Une course au Sénat des plus inhabituelles de l'histoire des États-Unis. Eli a ensuite brigué trois mandats, 18 ans, en tant que sénateur. Willard a été nommé deux ans plus tard au poste de chancelier, le poste juridique le plus élevé de l'État du Delaware qu’il a occupé jusqu'à sa mort en 1892. Gove a été élu gouverneur du Delaware pour un mandat.

Dans le Delaware entre les années 1850-1880 régnait une entente cordiale entre deux puissantes familles autour des deux sièges réservés à l’Etat au Sénat, un arrangement tacite connu sous le nom de «Saulsbury-Bayard Compact». Un modus vivendi. Chacune des deux familles contrôlait un siège à titre privatif.

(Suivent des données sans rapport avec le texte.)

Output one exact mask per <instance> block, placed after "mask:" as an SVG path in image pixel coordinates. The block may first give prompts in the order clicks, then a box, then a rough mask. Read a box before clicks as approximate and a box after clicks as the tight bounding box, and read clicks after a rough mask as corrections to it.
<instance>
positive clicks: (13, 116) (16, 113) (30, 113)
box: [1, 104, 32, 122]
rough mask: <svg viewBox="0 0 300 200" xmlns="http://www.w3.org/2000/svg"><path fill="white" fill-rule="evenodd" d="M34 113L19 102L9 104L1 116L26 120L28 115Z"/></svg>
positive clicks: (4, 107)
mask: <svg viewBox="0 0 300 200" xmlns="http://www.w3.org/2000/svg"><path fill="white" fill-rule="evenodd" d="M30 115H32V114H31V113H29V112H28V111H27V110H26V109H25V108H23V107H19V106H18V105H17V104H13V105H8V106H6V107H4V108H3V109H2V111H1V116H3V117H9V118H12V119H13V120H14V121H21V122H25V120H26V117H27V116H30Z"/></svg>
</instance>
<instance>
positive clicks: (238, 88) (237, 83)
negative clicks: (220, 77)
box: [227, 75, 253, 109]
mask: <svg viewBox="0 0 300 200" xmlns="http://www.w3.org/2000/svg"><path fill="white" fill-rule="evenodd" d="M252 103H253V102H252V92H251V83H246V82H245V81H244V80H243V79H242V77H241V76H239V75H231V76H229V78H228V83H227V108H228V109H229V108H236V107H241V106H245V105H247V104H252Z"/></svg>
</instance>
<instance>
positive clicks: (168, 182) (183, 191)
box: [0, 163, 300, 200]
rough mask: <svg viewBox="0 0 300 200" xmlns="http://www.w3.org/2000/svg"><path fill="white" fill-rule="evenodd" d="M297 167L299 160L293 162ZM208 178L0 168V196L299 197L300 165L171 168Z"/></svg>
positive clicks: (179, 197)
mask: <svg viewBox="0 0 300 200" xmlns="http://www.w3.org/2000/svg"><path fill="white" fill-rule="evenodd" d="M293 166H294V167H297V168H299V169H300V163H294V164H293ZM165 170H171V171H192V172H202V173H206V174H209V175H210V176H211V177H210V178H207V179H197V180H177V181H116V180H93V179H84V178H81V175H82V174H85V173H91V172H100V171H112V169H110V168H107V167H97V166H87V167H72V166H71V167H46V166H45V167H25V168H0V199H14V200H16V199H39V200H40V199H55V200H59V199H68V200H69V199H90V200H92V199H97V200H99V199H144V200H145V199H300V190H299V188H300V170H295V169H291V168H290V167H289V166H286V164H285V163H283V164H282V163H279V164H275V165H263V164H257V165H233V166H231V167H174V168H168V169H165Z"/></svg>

Une violation flagrante du principe de l’égalité des chances. La famille Saulsbury a occupé un des sièges sans interruption pendant trente ans, Willard 1859-1870 puis Eli 1871-1889. Un vent de révolte s’est levé pour condamner l’obtention d’un siège au Sénat par allégeance et appeler à des élections populaires directes ; aux électeurs de choisir leurs sénateurs et non pas l’assemblée de l'État qu'ils représentent. En 1913 le Congrès américain a rejeté ce mode de scrutin inapproprié en adoptant le XVIIe amendement de la Constitution. Désormais, les citoyens de chaque État élisent librement leurs deux sénateurs par un vote secret.